We sought to investigate the relationship between inflammation and oxidative stress and augmentation index, a measure of arterial stiffness, in 41 well characterized CFS patients and in 30 healthy subjects.

The augmentation index, normalized for a heart rate of 75 beats per minute (AIx@75), was significantly greater in CFS patients than in control subjects (22.5 +/- 1.7 versus 13.3 +/- 2.3%, P=0.002).
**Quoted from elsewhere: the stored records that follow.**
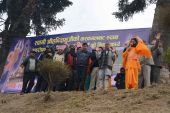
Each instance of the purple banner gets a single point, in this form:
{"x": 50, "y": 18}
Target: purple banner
{"x": 11, "y": 80}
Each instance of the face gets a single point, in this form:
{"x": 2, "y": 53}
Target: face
{"x": 60, "y": 51}
{"x": 153, "y": 42}
{"x": 107, "y": 46}
{"x": 85, "y": 47}
{"x": 122, "y": 70}
{"x": 48, "y": 50}
{"x": 32, "y": 54}
{"x": 132, "y": 43}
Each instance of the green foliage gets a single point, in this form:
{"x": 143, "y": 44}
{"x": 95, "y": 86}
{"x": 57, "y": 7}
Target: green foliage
{"x": 53, "y": 72}
{"x": 167, "y": 56}
{"x": 56, "y": 71}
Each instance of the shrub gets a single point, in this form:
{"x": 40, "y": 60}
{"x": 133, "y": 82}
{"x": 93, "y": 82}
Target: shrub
{"x": 53, "y": 72}
{"x": 167, "y": 56}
CFS patients also had significantly increased levels of C-reactive protein (2.58 +/- 2.91 versus 1.07 +/- 2.16 g/mL, P<0.01) and 8-iso-prostaglandin F 2alpha isoprostanes (470.7 +/- 250.9 versus
331.1 +/- 97.6 pg/mL, P<0.005).

In CFS patients, AIx@75 significantly correlated with log C-reactive protein (r=0.507, P=0.001), isoprostanes (r=0.366, P=0.026), oxidized LDL (r=0.333, P=0.039) and systolic blood pressure (r=0.371, P=0.017).

In a stepwise multiple regression model, (including systolic and diastolic blood pressure, body mass index, C-reactive protein, TNFalpha, IL-1, oxidised LDL, HDL cholesterol levels, isoprostanes, age and gender), AIx@75 was independently associated with log CRP (beta=0.385, P=0.006), age (beta=0.363, P=0.022), and female gender (beta=0.302, P=0.03) in CFS patients.

The combination of increased arterial wave reflection, inflammation and oxidative stress may result in an increased risk of future cardiovascular events. Assessment of arterial wave reflection might be useful for determining cardiovascular risk in this patient group.

Source: Clinical Science (London) Nov 21 2007; [E-pub ahead of print] PMID: 18031285, by Spence VA, Kennedy G, Belch JJ, Hill A, Khan F. Institute of Cardiovascular Research, University of Dundee Medical School, Dundee, Scotland, UK.